Improvements to Langton's Loops

This is a part 2 to Langton's Loops, so read the introduction first.

I'm going to talk about two variations to the original loops which were the work of post-doc student Hiroki Sayama in the early 2000s. His site has a lot of wonderful gifs presenting some of the important cases, but I'll link to the important ones.

The first improvement is the ability to dissolve a previously made loop in order to gain new space for growth. These are termed Structurally Dissolvable Self-Reproducing (SDSR) Loops and they have essentially the same structure as Langton's Loops. However they have an extra state which their cells can take (9 rather than the original 8) which is used to order the destruction of a loop.

Picture it like this: in the original loops, when a loop tried to extend into another loop it would fail which would trigger its genome to stop and for it to die out into a shell. Here's a neat gif from Sayama's website.

Instead, in an SDSR Loop, when the new loop tries to extend into an old one, the old one puts up its defences and triggers the 9th state to eliminate the entirety of its attacker. This allows for move space for growth and we can have our first glimpses of competition which will important for driving evolution further down this article. Here's a gif of this destruction.

This ability to destroy random insulation left by other loops is also useful for cleaning up the field in order to build into it. As a creating arm grows it checks for obstacles and eliminates them before it creates its child. The loops are surprisingly resistant to static (which isn't true of many other cellular automata like Conway's Game of Life).

But we can go one better at simulating life with these critters, since they can change their dimensions as a rectangle and still be capable of reproducing. By changing the number of 7s in the genome before you get to the two 4s we can make longer chains which larger sides.

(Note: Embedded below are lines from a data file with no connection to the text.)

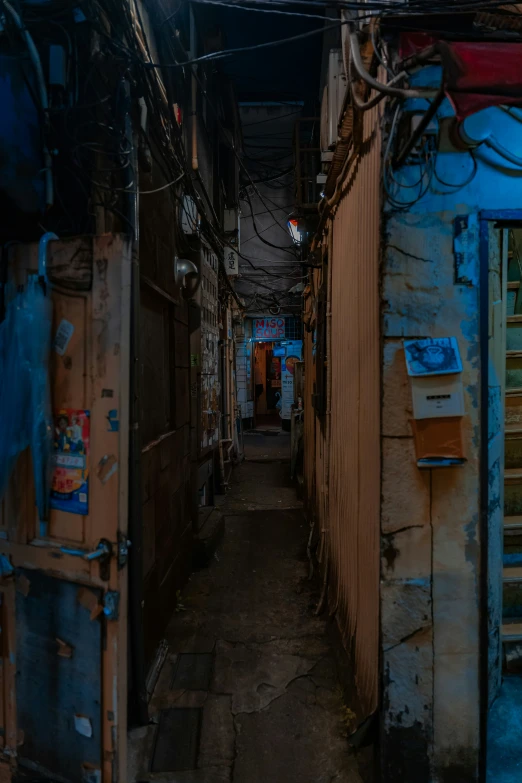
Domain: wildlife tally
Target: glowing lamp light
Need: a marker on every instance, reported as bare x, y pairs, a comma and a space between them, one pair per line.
295, 233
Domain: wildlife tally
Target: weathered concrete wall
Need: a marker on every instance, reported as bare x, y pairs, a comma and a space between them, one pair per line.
430, 518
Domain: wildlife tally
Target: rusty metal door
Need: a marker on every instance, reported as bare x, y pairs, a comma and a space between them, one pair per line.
63, 592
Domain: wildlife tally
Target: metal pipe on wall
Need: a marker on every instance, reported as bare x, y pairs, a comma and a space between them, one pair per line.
135, 570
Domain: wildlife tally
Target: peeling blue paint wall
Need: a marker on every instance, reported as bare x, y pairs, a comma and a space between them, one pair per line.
430, 519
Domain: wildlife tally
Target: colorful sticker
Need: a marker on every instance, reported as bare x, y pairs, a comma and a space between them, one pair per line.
70, 485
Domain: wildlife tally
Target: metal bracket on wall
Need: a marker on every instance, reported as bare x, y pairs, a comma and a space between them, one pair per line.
123, 550
111, 605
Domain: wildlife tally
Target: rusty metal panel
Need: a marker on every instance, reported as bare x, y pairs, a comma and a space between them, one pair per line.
308, 421
210, 387
354, 479
85, 612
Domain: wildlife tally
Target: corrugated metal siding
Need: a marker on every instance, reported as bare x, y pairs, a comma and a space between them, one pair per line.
354, 491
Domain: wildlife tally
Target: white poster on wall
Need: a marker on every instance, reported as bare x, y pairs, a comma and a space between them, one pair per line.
293, 355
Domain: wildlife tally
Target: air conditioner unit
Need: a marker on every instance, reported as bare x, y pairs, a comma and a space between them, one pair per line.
337, 84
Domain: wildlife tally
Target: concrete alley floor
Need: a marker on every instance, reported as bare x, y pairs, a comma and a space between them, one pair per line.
249, 692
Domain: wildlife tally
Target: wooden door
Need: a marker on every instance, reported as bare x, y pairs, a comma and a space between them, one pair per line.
63, 591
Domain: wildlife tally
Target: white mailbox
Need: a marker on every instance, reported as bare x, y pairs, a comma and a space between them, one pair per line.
435, 368
435, 371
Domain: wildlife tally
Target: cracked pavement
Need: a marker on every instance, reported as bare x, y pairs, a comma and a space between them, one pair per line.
272, 707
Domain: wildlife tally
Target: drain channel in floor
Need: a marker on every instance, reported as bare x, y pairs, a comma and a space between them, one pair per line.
177, 738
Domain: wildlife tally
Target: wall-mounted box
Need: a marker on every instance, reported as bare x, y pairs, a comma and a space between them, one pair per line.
435, 370
435, 396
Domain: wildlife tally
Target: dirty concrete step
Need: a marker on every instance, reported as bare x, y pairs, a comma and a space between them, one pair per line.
512, 492
512, 631
513, 525
513, 445
512, 496
514, 335
513, 371
513, 476
211, 527
512, 585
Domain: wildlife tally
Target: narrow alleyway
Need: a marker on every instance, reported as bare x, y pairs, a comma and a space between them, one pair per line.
248, 692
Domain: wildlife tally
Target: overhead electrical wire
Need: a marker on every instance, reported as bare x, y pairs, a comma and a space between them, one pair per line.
224, 53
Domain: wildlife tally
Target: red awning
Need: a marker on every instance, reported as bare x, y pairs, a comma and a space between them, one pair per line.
477, 74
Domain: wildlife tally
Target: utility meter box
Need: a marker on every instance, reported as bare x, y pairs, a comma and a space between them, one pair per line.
435, 370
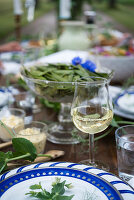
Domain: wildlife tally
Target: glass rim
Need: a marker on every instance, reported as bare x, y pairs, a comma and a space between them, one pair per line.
119, 137
42, 123
17, 109
35, 80
101, 80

Large loops take a long time to recreate themselves and so they can often be interfered with by other loops before they recreate themselves. Here is a gif where two large loops interact to make a smaller loop between them.

Small loops reproduce quickly compared with their larger competitors and so they have an advantage over the long run. Here is the spontaneous evolution of loops where the trend is for the loops to get smaller over time.

Even better, loops can evolve out of just random bits of data on a mostly empty grid. This is life from nothing; a primordial soup.